Police Reunion

Denver, CO, US
Red Rocks Amphitheatrewith Elvis Costello & The Imposters
The Police play arresting show at Red Rocks...

The Police concert tonight was probably the biggest production that will happen at Red Rocks all year. Despite its size, the show ran like clockwork.

After pumping Bob Marley's 'Get Up, Stand Up' over the public-address system, the house lights dropped and Stewart Copeland started the evening off with a swing at the huge gong behind him. Guitarist Andy Summers came out and launched into the opening riff of 'Message In A Bottle'.

The band sounded tight as they plowed through hit after hit. The guitar work by Summers on 'Demolition Man' and 'Driven To Tears' alternated between frenzied distortion and lighter rhythm playing. Sting played to the crowd throughout the evening. Looking trim and smiling, he frequently would sing half a lyric and then let the crowd finish it.

While the Police didn't play any new material, they did rework some of their classics. 'Wrapped Around Your Finger' was played at a slower tempo, and Summers' guitar was much more prominent, adding a spooky edge to the song, while Copeland left his drum kit to play a variety of instruments, including the xylophone.

The set list was a little different than the one at the Pepsi Center last year, and they ended with two encores, including a searing version of 'So Lonely'.

Yet watching the body language, it was easy to see why this may be the last-ever Police tour. Summers and Sting rarely looked at each other, and mostly stayed on separate sides of the stage.

Elvis Costello opened the evening with a ragged sounding set, delivering most of his hits. 'Pump It Up' and 'Watching the Detectives' were two early highlights, and Sting came out and sang a verse and harmonies on the chorus of 'Alison'.

The Police and Costello are due to play again Tuesday night at Red Rocks.

(c) Denver Post by Candace Horgan

The Police, Elvis Costello: masterful combo...

On paper it sounds like the ending of a really cheesy movie. The leaders of two mercurial, groundbreaking British bands who came up at the same time in the new wave era share a stage three decades later, taking turns singing the verses of a somber ballad written back in the day.

But when Sting and Elvis Costello did just that at Red Rocks on Monday night it was a triumph, not cheesiness. Both started out with early hits and stayed vital as artists for most of their careers. Trading verses and harmonies on 'Alison' seemed like a tribute to both where they came from and where they've gone since then.

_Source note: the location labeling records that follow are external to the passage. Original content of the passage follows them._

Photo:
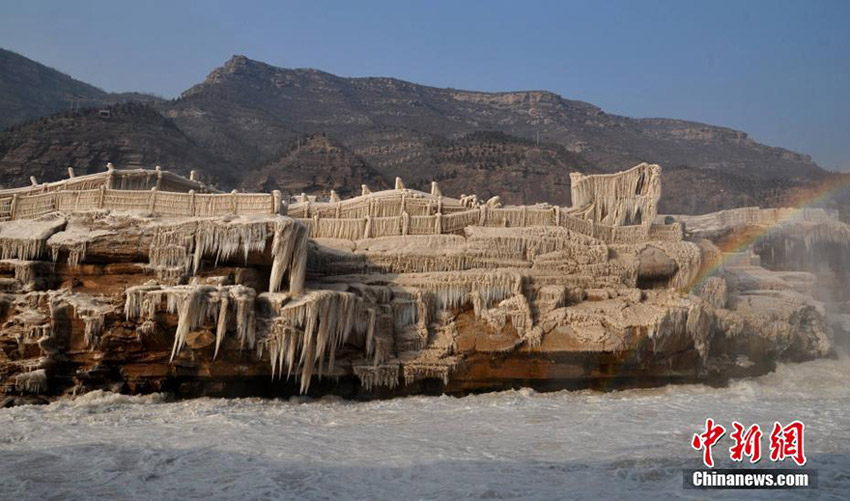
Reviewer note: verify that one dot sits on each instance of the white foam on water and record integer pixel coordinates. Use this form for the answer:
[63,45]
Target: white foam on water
[507,445]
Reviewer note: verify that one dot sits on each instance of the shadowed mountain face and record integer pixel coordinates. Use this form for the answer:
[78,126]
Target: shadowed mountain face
[129,135]
[30,90]
[257,126]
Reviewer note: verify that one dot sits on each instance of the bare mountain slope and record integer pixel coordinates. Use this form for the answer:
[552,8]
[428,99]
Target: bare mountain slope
[253,125]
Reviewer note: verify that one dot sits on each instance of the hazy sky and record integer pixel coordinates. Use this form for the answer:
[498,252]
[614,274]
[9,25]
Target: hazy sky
[779,70]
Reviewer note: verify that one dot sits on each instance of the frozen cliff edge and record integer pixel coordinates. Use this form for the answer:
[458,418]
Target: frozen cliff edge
[401,291]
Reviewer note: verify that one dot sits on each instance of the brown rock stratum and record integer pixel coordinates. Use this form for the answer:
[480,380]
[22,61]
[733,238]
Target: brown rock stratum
[401,291]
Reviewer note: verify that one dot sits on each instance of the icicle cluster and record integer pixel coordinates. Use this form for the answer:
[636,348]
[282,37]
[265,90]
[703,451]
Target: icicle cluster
[308,331]
[178,248]
[625,198]
[196,305]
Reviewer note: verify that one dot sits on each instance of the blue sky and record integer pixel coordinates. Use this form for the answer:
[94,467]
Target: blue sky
[779,70]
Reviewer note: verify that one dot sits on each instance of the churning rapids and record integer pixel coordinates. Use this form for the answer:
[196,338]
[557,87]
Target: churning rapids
[513,444]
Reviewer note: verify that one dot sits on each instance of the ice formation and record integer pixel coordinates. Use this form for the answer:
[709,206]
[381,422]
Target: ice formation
[398,289]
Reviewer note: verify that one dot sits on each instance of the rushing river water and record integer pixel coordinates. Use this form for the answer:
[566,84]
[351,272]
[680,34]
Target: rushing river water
[508,445]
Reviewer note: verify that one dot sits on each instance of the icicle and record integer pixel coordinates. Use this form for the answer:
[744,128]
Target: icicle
[32,382]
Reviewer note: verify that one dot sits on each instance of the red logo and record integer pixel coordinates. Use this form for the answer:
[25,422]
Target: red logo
[747,443]
[785,442]
[705,441]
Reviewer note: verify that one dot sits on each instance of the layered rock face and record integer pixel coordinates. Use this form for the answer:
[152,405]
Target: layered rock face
[394,292]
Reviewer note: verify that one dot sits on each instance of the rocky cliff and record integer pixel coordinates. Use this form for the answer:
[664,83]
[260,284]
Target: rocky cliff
[400,291]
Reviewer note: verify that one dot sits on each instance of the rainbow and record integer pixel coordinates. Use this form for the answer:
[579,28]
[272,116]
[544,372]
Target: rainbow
[739,241]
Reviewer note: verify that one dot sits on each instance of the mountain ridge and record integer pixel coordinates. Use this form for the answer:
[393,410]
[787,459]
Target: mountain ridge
[518,144]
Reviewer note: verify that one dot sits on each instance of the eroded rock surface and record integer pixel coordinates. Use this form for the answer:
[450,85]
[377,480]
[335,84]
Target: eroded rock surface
[402,291]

Putting The Police and Costello on the same bill was a masterful idea that The Police really didn't need to entertain; Sting can sell out venues like Red Rocks on his own, and The Police tour has been a concert-world juggernaut.

Incredibly, neither act had played the Rocks before. Costello mentioned only being there at a concert with his wife, Diana Krall; Sting announced The Police had never played there.

They were rewarded with one of the most perfect weather nights of the summer, and fans got a full serving from both.

Costello served up some best-known songs early on, including 'Pump It Up' and 'Everyday I Write the Book', mixed with newer greats like 'American Gangster Time' and 'Either Side of the Same Town'. His set was marred only by a bass-heavy mix and a guitar that was inaudible at times.

A rousing, set-closing '(What's So Funny 'bout) Peace Love and Understanding' followed the Sting duet.

In many ways The Police set list echoed the one at the Pepsi Center last year, with 'Message In A Bottle' and 'Walking On The Moon' making early appearances.

Yet nearly every song got a bit more of a rearranged tweaking, from 'Can't Stand Losing You' to 'Wrapped Around Your Finger'; other songs got added that weren't there before, including a pounding 'Demolition Man'.

The effects weren't quite as spectacular as last year, but a big screen gave close-ups of every detail, from Stewart Copeland's cymbals to Sting's open mouth (he appears to have excellent dental hygiene, by the way).

There was more crowd interaction, with all three band members loose and playful. Guitarist Andy Summers was particularly hot, nailing some deft, light guitar solos in 'When the World is Running Down You Make the Best of What's Still Around'.

An hour-plus main set turned to encores with 'Roxanne', and the crowd lapped it up.